Github for team 42's final project in CS492.
Python 3, PyTorch >= 0.4.0, and make sure you have installed TensorboardX:
pip install tensorboardX
Download the "Category and Attribute Prediction Benchmark" of the DeepFashion dataset here. Extract all the files to a folder and put all the images in a folder named "img".
Also, for evaluation, we used the images from MUSINSA. Download the images here. The images will be in a folder named "real".
For example, if you choose to put the dataset to /home/user/datasets/benchmark1/, the structure of this folder will be:
benchmark1/
Anno/
Eval/
img/
real/
Please modify the variable "base_path" in src/const.py correspondingly:
# in src/const.py
base_path = "/home/user/datasets/benchmark1/"
python -m src.create_info
Please make sure you have modified the variable "base_path" in src/const.py, otherwise you may encounter a FileNotFound error. After the script finishes, you will find a file named "info.csv" in your "base_path"

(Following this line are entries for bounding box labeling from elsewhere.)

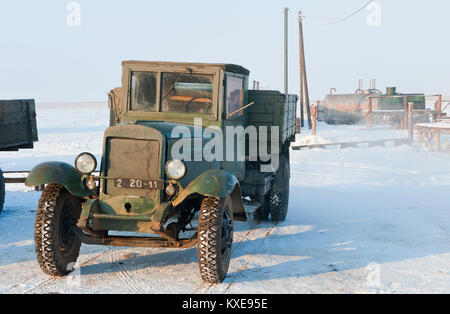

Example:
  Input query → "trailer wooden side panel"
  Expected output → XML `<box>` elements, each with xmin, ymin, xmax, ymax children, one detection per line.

<box><xmin>247</xmin><ymin>90</ymin><xmax>298</xmax><ymax>144</ymax></box>
<box><xmin>0</xmin><ymin>99</ymin><xmax>38</xmax><ymax>150</ymax></box>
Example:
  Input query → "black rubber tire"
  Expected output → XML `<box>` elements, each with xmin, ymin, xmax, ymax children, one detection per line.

<box><xmin>34</xmin><ymin>184</ymin><xmax>81</xmax><ymax>277</ymax></box>
<box><xmin>0</xmin><ymin>169</ymin><xmax>5</xmax><ymax>214</ymax></box>
<box><xmin>197</xmin><ymin>197</ymin><xmax>233</xmax><ymax>283</ymax></box>
<box><xmin>269</xmin><ymin>146</ymin><xmax>291</xmax><ymax>222</ymax></box>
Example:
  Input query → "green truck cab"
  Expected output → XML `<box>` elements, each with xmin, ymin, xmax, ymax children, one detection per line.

<box><xmin>26</xmin><ymin>61</ymin><xmax>297</xmax><ymax>283</ymax></box>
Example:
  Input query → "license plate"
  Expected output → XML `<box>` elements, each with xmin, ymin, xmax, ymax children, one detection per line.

<box><xmin>114</xmin><ymin>178</ymin><xmax>164</xmax><ymax>190</ymax></box>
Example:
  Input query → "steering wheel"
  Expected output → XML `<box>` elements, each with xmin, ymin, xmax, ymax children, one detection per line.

<box><xmin>185</xmin><ymin>96</ymin><xmax>212</xmax><ymax>112</ymax></box>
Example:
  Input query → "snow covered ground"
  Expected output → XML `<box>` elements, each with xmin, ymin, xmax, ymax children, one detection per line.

<box><xmin>0</xmin><ymin>104</ymin><xmax>450</xmax><ymax>293</ymax></box>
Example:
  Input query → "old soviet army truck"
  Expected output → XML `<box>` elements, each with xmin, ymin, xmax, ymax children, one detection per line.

<box><xmin>26</xmin><ymin>61</ymin><xmax>297</xmax><ymax>283</ymax></box>
<box><xmin>0</xmin><ymin>99</ymin><xmax>38</xmax><ymax>213</ymax></box>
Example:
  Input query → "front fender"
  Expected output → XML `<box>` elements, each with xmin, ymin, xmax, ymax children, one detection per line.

<box><xmin>25</xmin><ymin>161</ymin><xmax>92</xmax><ymax>197</ymax></box>
<box><xmin>172</xmin><ymin>170</ymin><xmax>246</xmax><ymax>221</ymax></box>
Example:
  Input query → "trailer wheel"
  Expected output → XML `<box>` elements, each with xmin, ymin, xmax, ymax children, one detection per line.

<box><xmin>269</xmin><ymin>146</ymin><xmax>291</xmax><ymax>222</ymax></box>
<box><xmin>0</xmin><ymin>169</ymin><xmax>5</xmax><ymax>214</ymax></box>
<box><xmin>197</xmin><ymin>197</ymin><xmax>233</xmax><ymax>283</ymax></box>
<box><xmin>34</xmin><ymin>184</ymin><xmax>81</xmax><ymax>276</ymax></box>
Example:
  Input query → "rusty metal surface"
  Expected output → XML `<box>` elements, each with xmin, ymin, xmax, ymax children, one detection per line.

<box><xmin>0</xmin><ymin>99</ymin><xmax>38</xmax><ymax>150</ymax></box>
<box><xmin>105</xmin><ymin>138</ymin><xmax>160</xmax><ymax>199</ymax></box>
<box><xmin>73</xmin><ymin>227</ymin><xmax>197</xmax><ymax>249</ymax></box>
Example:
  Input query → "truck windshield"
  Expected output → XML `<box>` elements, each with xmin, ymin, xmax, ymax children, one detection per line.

<box><xmin>161</xmin><ymin>73</ymin><xmax>213</xmax><ymax>115</ymax></box>
<box><xmin>130</xmin><ymin>72</ymin><xmax>157</xmax><ymax>111</ymax></box>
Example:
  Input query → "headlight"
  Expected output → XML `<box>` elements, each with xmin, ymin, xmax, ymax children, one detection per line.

<box><xmin>166</xmin><ymin>159</ymin><xmax>186</xmax><ymax>180</ymax></box>
<box><xmin>75</xmin><ymin>153</ymin><xmax>97</xmax><ymax>174</ymax></box>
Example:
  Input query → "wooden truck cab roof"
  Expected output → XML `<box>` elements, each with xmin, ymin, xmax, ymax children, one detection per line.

<box><xmin>122</xmin><ymin>60</ymin><xmax>250</xmax><ymax>75</ymax></box>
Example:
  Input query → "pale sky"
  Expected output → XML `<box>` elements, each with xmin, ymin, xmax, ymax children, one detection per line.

<box><xmin>0</xmin><ymin>0</ymin><xmax>450</xmax><ymax>102</ymax></box>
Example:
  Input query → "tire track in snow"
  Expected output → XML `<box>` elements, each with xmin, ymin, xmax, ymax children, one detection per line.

<box><xmin>21</xmin><ymin>248</ymin><xmax>112</xmax><ymax>294</ymax></box>
<box><xmin>110</xmin><ymin>251</ymin><xmax>149</xmax><ymax>294</ymax></box>
<box><xmin>193</xmin><ymin>222</ymin><xmax>277</xmax><ymax>294</ymax></box>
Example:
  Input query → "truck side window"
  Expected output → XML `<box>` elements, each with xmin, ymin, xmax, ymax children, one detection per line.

<box><xmin>161</xmin><ymin>73</ymin><xmax>213</xmax><ymax>114</ymax></box>
<box><xmin>130</xmin><ymin>72</ymin><xmax>157</xmax><ymax>111</ymax></box>
<box><xmin>227</xmin><ymin>75</ymin><xmax>244</xmax><ymax>117</ymax></box>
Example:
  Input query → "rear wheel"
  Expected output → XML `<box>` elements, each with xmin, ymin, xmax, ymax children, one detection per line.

<box><xmin>197</xmin><ymin>197</ymin><xmax>233</xmax><ymax>283</ymax></box>
<box><xmin>269</xmin><ymin>146</ymin><xmax>291</xmax><ymax>222</ymax></box>
<box><xmin>0</xmin><ymin>169</ymin><xmax>5</xmax><ymax>214</ymax></box>
<box><xmin>34</xmin><ymin>184</ymin><xmax>81</xmax><ymax>276</ymax></box>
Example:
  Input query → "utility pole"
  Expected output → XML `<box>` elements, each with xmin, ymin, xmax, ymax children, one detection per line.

<box><xmin>298</xmin><ymin>11</ymin><xmax>312</xmax><ymax>130</ymax></box>
<box><xmin>284</xmin><ymin>8</ymin><xmax>289</xmax><ymax>97</ymax></box>
<box><xmin>298</xmin><ymin>12</ymin><xmax>305</xmax><ymax>128</ymax></box>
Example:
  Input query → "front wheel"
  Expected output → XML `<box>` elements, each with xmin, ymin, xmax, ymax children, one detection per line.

<box><xmin>34</xmin><ymin>184</ymin><xmax>81</xmax><ymax>276</ymax></box>
<box><xmin>197</xmin><ymin>197</ymin><xmax>233</xmax><ymax>283</ymax></box>
<box><xmin>0</xmin><ymin>169</ymin><xmax>5</xmax><ymax>214</ymax></box>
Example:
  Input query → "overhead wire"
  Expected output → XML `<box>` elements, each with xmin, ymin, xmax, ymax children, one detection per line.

<box><xmin>302</xmin><ymin>0</ymin><xmax>375</xmax><ymax>25</ymax></box>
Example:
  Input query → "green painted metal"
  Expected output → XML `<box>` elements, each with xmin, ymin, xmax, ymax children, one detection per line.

<box><xmin>25</xmin><ymin>161</ymin><xmax>92</xmax><ymax>197</ymax></box>
<box><xmin>172</xmin><ymin>170</ymin><xmax>239</xmax><ymax>206</ymax></box>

To train the model from scratch, run:
python -m src.train --conf src.conf.whole
To reproduce the results for images from MUSINSA, download the pre-trained model "whole.pkl" here. The location for the model should be:
DeepFashion/
__MACOSX/
models/
whole.pkl
README.md
scripts/
src/
To reproduce the results, run:
python -m src.val --conf src.conf.whole
The original images, attention maps and landmark location maps will be saved as image files in the directory. The output category of each images will be printed in category numbers. You can find out corresponding category in the link of the full dataset above.